Sanade berjalan dengan tergesa-gesa di koridor Akademi, wajahnya menunjukkan rasa kesal yang mendalam. Langkahnya terdengar bergema di sepanjang lorong, menunjukkan betapa marahnya dia.
Tiba-tiba, sebuah suara terdengar dari bayangan koridor, membuat Sanade terhenti dan tidak bergeming. Suara itu tajam dan penuh dengan kewibawaan, memaksa Sanade untuk berhenti dan memperhatikan.
"Sanade, kau pikir bisa pergi begitu saja setelah membuat kekacauan seperti itu?" Suara itu datang dari seorang perempuan yang berdiri di ujung koridor, sebagian besar tubuhnya tersembunyi dalam bayangan.
Sanade menoleh, matanya menyipit dengan amarah dan kewaspadaan. "Siapa kau?" tanyanya dengan nada menantang, tangannya mengepal di sisinya.

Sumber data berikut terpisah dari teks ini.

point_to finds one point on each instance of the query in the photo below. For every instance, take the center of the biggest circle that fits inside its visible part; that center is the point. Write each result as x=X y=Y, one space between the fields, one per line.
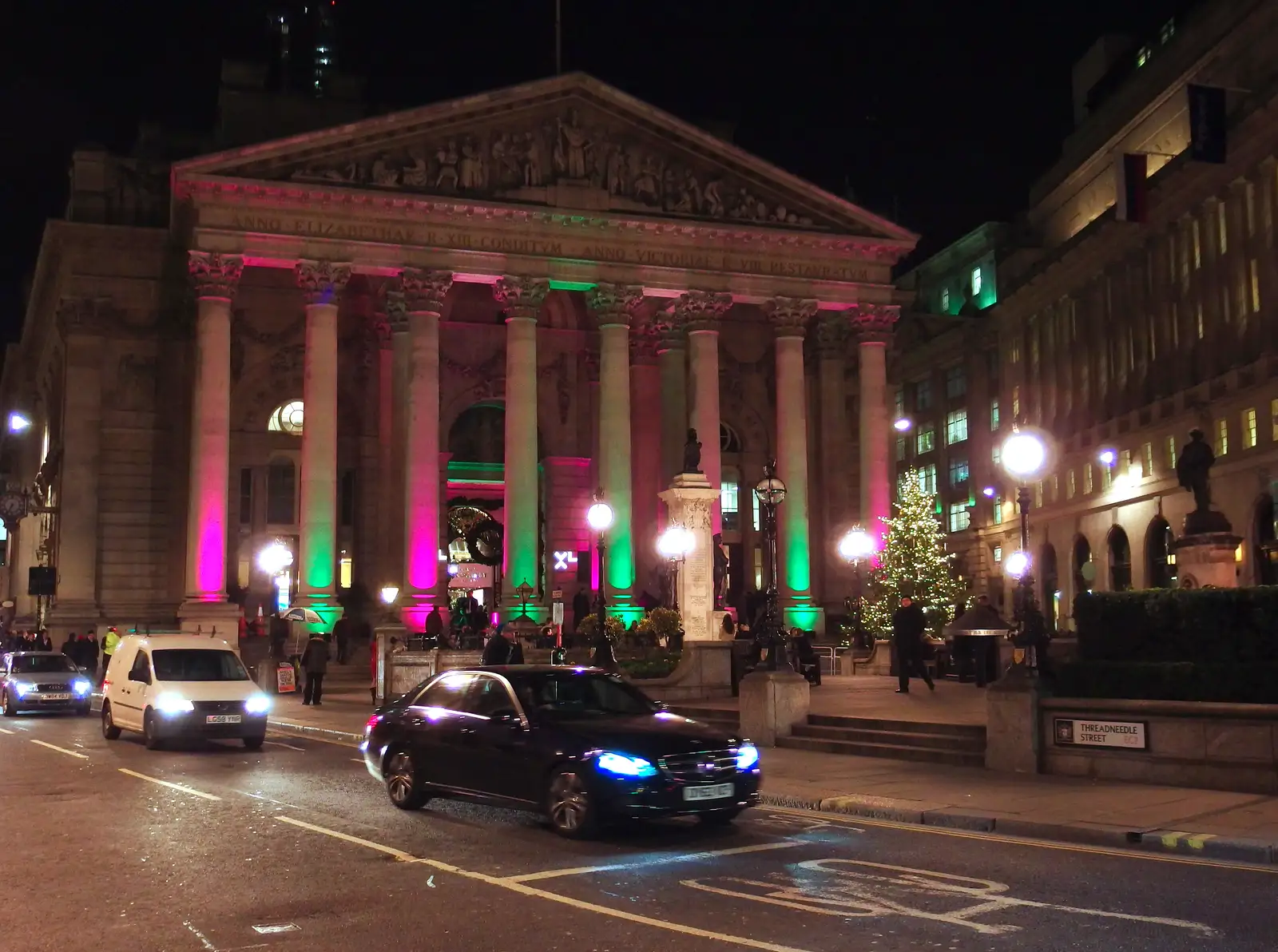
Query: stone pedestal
x=1205 y=553
x=772 y=703
x=1013 y=722
x=690 y=502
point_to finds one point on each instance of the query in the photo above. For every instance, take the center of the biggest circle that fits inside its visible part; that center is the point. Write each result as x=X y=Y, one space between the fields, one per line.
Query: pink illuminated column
x=701 y=312
x=873 y=327
x=215 y=278
x=522 y=299
x=321 y=284
x=423 y=293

perempuan itu melangkah maju, perlahan-lahan muncul dari bayangan. Rambutnya hitam legam tergerai sepunggung dan matanya bersinar dengan kecerdasan tajam. Dia mengenakan seragam akademi dengan tanda pangkat yang menunjukkan statusnya yang tinggi. "Kau seharusnya tahu siapa aku, Sanade. Kau telah menyeberangi batas yang seharusnya tidak pernah kau lewati."
Sanade menggertakkan giginya, tetapi dia tidak bisa menyembunyikan rasa takut yang tiba-tiba muncul dalam dirinya. "Apa yang kau inginkan?" tanyanya, suaranya masih dipenuhi kemarahan namun terdengar sedikit ragu.

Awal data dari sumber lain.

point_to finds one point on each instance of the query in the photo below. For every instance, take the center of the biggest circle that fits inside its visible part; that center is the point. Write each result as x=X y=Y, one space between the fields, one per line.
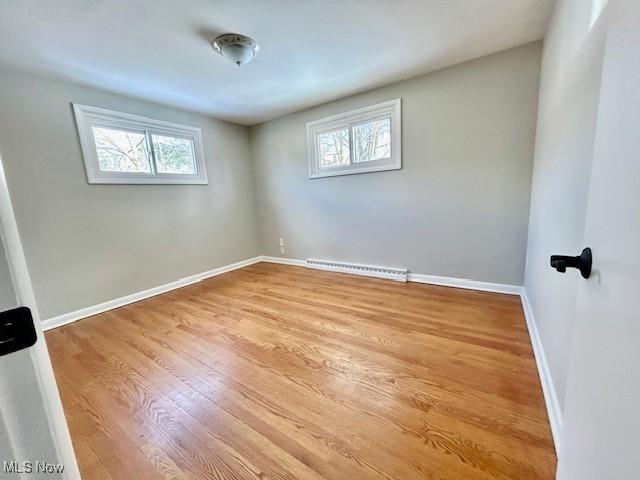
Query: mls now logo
x=33 y=467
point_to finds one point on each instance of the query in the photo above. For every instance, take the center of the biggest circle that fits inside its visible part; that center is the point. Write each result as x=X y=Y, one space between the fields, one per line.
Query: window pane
x=121 y=150
x=174 y=155
x=333 y=148
x=372 y=141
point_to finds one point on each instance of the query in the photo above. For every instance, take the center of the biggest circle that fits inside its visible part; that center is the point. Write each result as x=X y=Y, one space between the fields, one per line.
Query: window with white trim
x=123 y=148
x=360 y=141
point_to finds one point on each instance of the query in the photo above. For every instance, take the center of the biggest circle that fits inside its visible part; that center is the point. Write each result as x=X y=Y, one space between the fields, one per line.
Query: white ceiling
x=311 y=50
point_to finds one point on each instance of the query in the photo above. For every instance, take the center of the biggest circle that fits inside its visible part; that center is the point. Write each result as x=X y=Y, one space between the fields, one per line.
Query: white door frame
x=10 y=236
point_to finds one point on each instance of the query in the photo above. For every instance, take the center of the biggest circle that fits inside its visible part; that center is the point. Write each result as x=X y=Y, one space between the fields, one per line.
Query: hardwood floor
x=279 y=372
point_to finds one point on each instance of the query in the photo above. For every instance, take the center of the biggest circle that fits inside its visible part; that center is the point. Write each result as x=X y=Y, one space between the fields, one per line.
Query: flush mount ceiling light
x=240 y=49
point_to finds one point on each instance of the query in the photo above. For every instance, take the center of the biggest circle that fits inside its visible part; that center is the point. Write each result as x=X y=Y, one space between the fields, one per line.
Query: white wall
x=459 y=206
x=7 y=294
x=86 y=244
x=569 y=93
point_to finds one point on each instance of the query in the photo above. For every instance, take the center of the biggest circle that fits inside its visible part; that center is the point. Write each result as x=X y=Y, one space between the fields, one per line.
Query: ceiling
x=311 y=50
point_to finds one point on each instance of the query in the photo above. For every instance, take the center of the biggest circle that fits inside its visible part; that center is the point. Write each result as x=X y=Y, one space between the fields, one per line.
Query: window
x=364 y=140
x=123 y=148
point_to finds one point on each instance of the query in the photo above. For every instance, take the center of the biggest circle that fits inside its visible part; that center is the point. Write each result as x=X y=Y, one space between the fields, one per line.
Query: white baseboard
x=76 y=315
x=464 y=283
x=550 y=397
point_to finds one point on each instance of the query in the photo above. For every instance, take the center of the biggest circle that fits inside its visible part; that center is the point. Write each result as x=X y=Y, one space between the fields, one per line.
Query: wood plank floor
x=279 y=372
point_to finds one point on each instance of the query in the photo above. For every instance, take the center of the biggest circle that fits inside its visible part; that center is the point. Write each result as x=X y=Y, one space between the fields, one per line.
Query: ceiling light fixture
x=240 y=49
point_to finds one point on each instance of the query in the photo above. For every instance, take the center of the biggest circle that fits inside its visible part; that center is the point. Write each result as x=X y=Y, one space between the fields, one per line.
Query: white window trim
x=86 y=116
x=350 y=119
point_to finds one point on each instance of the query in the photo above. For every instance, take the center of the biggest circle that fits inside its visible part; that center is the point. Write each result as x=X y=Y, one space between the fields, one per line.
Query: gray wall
x=87 y=244
x=569 y=94
x=459 y=206
x=7 y=294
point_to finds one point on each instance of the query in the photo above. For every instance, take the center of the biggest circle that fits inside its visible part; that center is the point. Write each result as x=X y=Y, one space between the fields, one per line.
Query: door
x=601 y=436
x=33 y=429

perempuan itu tersenyum tipis, penuh dengan kepercayaan diri. "Aku hanya ingin mengingatkanmu, Sanade. Kau bukan yang terkuat di sini. Dan tindakanmu tadi hanya menunjukkan kelemahanmu."

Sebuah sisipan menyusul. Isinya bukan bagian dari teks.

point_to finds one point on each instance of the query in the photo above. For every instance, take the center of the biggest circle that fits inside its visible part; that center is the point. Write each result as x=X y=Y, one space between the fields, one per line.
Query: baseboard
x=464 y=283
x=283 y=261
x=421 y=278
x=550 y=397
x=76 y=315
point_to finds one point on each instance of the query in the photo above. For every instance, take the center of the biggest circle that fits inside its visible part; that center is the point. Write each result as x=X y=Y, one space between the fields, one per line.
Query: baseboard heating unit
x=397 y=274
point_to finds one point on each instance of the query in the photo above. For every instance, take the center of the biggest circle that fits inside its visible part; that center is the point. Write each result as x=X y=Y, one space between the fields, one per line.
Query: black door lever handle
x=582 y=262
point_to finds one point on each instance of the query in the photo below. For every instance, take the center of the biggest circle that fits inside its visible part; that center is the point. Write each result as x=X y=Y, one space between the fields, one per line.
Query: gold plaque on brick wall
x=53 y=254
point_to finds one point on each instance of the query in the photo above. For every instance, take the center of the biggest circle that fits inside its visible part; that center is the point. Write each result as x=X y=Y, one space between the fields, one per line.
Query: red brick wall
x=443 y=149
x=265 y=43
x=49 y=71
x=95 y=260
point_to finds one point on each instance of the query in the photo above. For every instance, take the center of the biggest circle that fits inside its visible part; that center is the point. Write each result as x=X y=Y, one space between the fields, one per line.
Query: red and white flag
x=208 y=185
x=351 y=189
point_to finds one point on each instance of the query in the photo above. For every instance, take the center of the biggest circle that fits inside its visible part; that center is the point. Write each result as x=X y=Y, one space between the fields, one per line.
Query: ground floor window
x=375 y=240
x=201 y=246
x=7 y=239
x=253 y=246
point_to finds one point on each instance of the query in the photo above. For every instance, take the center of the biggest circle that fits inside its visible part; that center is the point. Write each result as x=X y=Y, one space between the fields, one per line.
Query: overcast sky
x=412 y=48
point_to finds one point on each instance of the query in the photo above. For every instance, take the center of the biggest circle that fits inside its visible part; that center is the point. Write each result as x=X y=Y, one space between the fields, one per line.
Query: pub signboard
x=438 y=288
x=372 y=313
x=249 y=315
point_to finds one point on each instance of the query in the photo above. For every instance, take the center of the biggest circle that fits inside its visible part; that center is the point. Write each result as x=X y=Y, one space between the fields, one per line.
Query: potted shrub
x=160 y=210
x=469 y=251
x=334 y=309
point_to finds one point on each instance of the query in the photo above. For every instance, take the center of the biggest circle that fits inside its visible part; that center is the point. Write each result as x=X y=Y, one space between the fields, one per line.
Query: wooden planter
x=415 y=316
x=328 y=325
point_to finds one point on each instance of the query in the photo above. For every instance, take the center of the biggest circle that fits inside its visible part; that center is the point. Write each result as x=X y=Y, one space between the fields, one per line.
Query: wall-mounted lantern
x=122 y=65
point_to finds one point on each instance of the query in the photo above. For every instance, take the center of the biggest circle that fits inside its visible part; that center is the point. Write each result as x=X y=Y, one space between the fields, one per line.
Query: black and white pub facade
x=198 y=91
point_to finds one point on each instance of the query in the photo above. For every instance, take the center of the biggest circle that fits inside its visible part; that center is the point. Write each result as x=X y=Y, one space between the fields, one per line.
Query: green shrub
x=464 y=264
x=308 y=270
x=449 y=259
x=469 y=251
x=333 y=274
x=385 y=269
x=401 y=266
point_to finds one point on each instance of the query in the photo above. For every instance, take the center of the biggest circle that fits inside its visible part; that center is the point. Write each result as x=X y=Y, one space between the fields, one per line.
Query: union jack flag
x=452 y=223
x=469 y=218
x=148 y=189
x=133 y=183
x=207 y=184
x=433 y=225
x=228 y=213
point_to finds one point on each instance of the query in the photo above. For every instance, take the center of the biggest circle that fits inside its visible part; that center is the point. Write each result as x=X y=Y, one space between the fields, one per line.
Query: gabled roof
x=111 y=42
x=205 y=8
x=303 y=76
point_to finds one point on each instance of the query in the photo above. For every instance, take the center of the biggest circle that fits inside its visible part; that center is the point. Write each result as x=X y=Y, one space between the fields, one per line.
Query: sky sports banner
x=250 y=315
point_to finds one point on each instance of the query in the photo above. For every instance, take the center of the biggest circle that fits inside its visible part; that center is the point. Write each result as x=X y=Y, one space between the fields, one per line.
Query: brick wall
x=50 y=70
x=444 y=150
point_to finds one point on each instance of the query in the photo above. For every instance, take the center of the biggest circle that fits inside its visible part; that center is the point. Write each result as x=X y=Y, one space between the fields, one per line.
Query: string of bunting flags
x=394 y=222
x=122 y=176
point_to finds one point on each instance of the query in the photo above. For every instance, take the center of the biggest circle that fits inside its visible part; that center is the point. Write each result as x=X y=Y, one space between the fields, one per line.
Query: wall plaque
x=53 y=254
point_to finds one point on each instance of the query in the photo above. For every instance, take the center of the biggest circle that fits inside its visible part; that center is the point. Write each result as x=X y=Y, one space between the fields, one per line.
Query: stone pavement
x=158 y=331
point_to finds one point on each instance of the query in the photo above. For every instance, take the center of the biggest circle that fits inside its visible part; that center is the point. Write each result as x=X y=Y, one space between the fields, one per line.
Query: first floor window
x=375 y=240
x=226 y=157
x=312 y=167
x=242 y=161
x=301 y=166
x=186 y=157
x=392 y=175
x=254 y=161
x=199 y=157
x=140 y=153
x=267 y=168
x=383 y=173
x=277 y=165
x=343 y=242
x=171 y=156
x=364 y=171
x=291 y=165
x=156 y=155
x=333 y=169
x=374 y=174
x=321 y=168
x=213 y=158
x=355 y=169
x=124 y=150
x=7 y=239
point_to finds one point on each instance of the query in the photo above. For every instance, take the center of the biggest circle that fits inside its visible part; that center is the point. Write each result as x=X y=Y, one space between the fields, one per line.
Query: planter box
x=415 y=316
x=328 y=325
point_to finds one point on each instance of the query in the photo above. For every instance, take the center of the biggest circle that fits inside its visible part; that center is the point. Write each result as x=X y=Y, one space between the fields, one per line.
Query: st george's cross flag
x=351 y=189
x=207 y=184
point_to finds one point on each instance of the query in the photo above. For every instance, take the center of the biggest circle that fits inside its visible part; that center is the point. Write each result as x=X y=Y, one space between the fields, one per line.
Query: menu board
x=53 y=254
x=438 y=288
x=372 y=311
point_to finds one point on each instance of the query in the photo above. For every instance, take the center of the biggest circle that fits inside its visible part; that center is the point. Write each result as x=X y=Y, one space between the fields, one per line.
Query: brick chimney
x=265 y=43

"Lena!" kata Sanade dengan nada Tinggi.
Lena melangkah lebih dekat, hingga cahaya lampu koridor sepenuhnya menerangi wajahnya yang tenang namun penuh kewibawaan.
Sanade berdiri diam, ketegangan memenuhi udara di antara mereka. Dia mencoba mempertahankan tampilan keberaniannya, meskipun rasa takut jelas terlihat di balik matanya. "Aku tidak butuh ceramah darimu, Lena. Aku tahu apa yang aku lakukan."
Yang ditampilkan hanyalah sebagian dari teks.